These gold rings of Roman origin are dating back to the period 200 to 400 AD. (Photo: Håvard Haugseth Jensen)
In late September, several Roman gold rings tied together in two small bundles were found in Skaun in Central Norway, far far away from Ancient Rome. Did Norwegian Vikings bring the gold rings home after raids on the British Isles?
The rings weighing 17 ounces (480 grams) were found on farmland by the use of metal detector, but the searchers will not yet provide more accurate information about the site other than telling that the discovery was made in Skaun, located by the Trondheimsfjord.
– This is a huge discovery. These bundled gold rings were probably used as payment, says Bernt Rundberget at the Norwegian University of Science and Technology, Department of Archaeology and Cultural History, to Adresseavisen newspaper.
Archaeologists believe that the rings were made between the year 200 and 400 AD and that they probably originally were Roman.
Two Arab silver dirhams found in a Viking grave in Skaun minted during the reign of the Samanid amir Nasr II ibn Ahmad (913-943 AD). The complete dirham was produced in al Shash (Tashkent) in today’s Uzbekistan.
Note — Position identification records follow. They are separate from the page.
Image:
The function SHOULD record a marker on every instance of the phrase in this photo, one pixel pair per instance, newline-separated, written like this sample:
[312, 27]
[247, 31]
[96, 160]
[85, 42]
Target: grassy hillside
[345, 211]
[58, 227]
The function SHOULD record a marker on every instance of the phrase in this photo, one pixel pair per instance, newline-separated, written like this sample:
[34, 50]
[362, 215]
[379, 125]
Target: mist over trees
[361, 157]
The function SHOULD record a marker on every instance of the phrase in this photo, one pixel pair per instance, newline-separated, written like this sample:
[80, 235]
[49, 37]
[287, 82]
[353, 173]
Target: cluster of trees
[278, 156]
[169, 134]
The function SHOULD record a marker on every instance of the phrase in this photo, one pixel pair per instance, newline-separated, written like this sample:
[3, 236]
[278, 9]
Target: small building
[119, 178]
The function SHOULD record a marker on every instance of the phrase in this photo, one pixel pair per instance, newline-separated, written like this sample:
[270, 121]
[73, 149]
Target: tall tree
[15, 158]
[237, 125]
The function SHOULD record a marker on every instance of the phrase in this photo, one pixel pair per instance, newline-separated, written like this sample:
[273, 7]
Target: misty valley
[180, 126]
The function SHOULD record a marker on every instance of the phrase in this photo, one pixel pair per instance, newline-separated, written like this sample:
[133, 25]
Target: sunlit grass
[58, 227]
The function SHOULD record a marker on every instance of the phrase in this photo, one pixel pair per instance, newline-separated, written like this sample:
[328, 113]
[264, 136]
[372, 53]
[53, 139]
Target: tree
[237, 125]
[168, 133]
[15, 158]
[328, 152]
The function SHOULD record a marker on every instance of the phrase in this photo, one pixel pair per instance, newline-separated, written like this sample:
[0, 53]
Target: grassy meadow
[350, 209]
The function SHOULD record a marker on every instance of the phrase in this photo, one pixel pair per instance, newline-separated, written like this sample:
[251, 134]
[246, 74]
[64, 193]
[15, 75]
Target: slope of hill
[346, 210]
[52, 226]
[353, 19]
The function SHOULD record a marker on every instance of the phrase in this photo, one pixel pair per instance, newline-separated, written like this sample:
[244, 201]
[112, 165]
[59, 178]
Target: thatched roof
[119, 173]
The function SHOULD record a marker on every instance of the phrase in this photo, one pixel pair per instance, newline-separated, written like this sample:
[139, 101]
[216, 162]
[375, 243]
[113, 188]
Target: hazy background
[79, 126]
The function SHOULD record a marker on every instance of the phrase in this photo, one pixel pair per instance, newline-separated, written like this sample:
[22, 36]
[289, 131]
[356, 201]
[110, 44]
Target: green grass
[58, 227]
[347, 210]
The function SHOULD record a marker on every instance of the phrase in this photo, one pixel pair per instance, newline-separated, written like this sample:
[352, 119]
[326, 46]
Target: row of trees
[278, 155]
Both coins are dating back to ca. the year 930 AD. (Photo: Norwegian University of Science and Technology).
One theory is that the rings did find their way across the North Sea to Central Norway via “Provincia Britannia”, the Roman name of the area of the island of Great Britain governed by the Roman Empire from year 43 – 410 AD.
Did Vikings rob the rings when raiding an English church in the 9th century – or maybe the gold was ransom paid by an English king to get rid of the troublesome Norsemen?
The answer we probably never will get.
Now the rings have been handed over to the Norwegian University of Science and Technology that will keep the treasure for posterity.